Des difficultés techniques, l’absence de prise en compte des spécificités propres à la sous-traitance, les nouvelles contraintes imposées par le décret du 2 novembre 2016 pourraient être difficiles à surmonter pour permettre une mise en œuvre effective du processus dès le 1er janvier 2017.

Des problématiques d’ordre fiscal liées aux modalités de conservation et de stockage des factures et à la déduction de la TVA pesant sur les personnes publiques redevables de cette taxe qui recevront des factures papier scannées au format PDF restent elles aussi en suspens.

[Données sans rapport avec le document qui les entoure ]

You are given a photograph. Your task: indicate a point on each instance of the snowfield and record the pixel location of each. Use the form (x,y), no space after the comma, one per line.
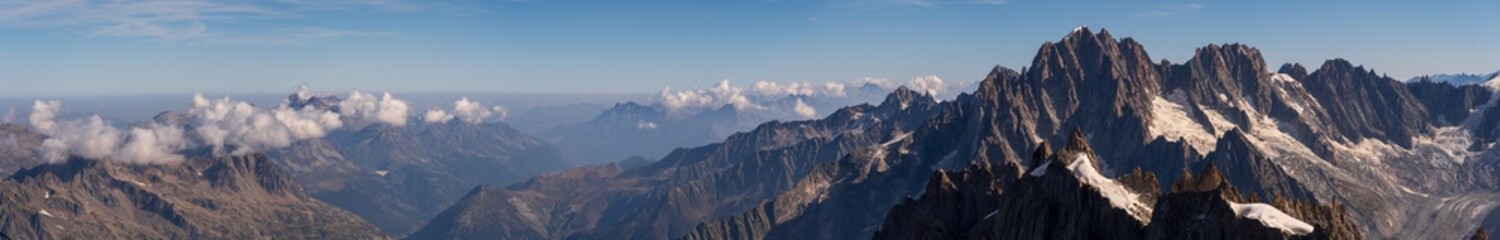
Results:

Les inquiétudes des entreprises portant sur la fiabilité complète du système dès le 1er janvier prochain et les conditions de paiement de leurs factures se sont traduites, mi-novembre, par une demande de report de la mise en œuvre de la mesure formulée auprès du ministre des finances et des comptes publics.

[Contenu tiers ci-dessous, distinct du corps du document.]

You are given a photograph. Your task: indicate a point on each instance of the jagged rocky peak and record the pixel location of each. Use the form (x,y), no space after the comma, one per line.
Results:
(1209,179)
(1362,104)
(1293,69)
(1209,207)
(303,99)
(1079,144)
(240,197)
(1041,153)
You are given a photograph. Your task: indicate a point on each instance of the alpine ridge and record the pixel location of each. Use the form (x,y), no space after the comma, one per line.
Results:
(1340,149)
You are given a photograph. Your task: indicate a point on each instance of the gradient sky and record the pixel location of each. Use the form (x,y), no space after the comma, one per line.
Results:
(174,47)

Reste à savoir si cette demande sera accueillie favorablement…

Notes

1 Loi 2014-1 du 2 janvier 2014 habilitant le Gouvernement à simplifier et sécuriser la vie des entreprises, art.1 et ordonnance 2014-697 du 26 juin 2014 relative au développement de la facturation électronique.
2 Agence pour l’Informatique Financière de l’Etat.
3 Informations issues de la FAQ disponible sur https://communaute-chorus-pro.finances.gouv.fr/
4 Décret 2016-1478 du 2 novembre 2016, art. 4.
5 Voir notre article dans Option Finance du 10 octobre 2016.
6 Décret précité du 2 novembre 2016, art. 1.
7 Décret précité du 2 novembre 2016, art. 2.
8 Décret précité du 2 novembre 2016, art. 1.

 

Auteurs

Ariane Beetschen, avocat associée en matière de TVA et autres taxes indirectes, et de taxe sur les salaires, dans tous les secteurs d’activités, avec une dominante industrielle et commerciale.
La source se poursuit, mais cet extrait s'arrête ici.